The former What Grows Here wizard application is now included in What Grows Here itself. Open LOCATION and type in the name of the place you are looking for.

v. 3.17 October, 2017

v. 3.05 January, 2017

The application has be reconfigured to work on mobile devices.

v. 2.60 August, 2016

Plant lists are ordered by group. "NATIVE" is now the default icon palette, which makes it easier to see points for all matching plants immediately.

v. 2.49 January, 2016

When you select Format = photo, WGH shows three photos for each plant when three photos are available.

v. 2.46 October, 2015

In the PLANT FILTER section, when you select a plant list, a view link appears. Click on this link to see an illustrated version of the plant list.

v. 2.39 August, 2015

  • Group by now divides the result list of plants into sub-lists; Group by LIFEFORM makes a sub-list for each lifeform, and the user can shoose which sublists to open.
  • v. 2.36 July, 2015

  • LOCATION PROFILE has moved to inside of the TOOLS menu.
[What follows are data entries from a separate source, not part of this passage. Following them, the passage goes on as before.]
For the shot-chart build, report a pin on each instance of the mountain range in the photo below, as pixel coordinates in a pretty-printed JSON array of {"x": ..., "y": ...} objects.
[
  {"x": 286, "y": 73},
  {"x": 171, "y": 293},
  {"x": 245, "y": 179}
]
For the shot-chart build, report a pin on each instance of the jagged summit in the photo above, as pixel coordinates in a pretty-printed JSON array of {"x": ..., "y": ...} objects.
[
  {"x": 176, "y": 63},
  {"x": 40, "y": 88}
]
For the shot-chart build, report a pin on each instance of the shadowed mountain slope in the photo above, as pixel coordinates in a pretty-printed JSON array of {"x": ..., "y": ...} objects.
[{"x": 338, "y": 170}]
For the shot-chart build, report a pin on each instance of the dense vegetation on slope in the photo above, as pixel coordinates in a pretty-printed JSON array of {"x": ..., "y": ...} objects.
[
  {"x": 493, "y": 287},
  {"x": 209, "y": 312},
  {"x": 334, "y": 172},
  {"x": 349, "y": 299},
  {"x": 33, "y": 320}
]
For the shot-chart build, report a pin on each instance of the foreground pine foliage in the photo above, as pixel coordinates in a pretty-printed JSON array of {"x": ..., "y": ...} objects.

The Scientific Name and Family search criteria have moved into a new PLANT NAMES section.

  • Lifeform: Grasslike plants are now treated as a separate lifeform from herbs.
    Select Lifeform = "Grasslike" to find grasslike plants.
    Select Lifeform = "Herb" to find wildflowers other than grasses.

  • There are three new selection criteria in the PLANT FILTER section: Commercially available (based on information from CNPLX), shade tolerant, and low water tolerant.
  • v. 2.15 December, 2014

  • Once you have search results in What Grows Here?, press Tools / Observation Search to run an equivalent search in the Observation Search application. Where What Grows Here? can show a summary of plants in an area, Observation Search can show all observation records in the same area. This works for a selected background area (eg. a park), or for a user defined search polygon.
  • v. 2.07 September, 2014

  • Open LOCATION PROFILE to see elevation, climate, and soil information about the current location.

  • Search polygons can be saved by name, and re-used in another search explicitly. Open AREA, then SAVED SEARCH POLYGONS.

  • Press Tools / Printable version of this page to get a version of your current search results that prints nicely. If you do not want to print the map, turn the map off before pressing this link.

  • v. 2.0 March, 2013.

    This version was funded by a Conservation Innovation Grant from NRCS California, with matching funds provided by the Calflora Database.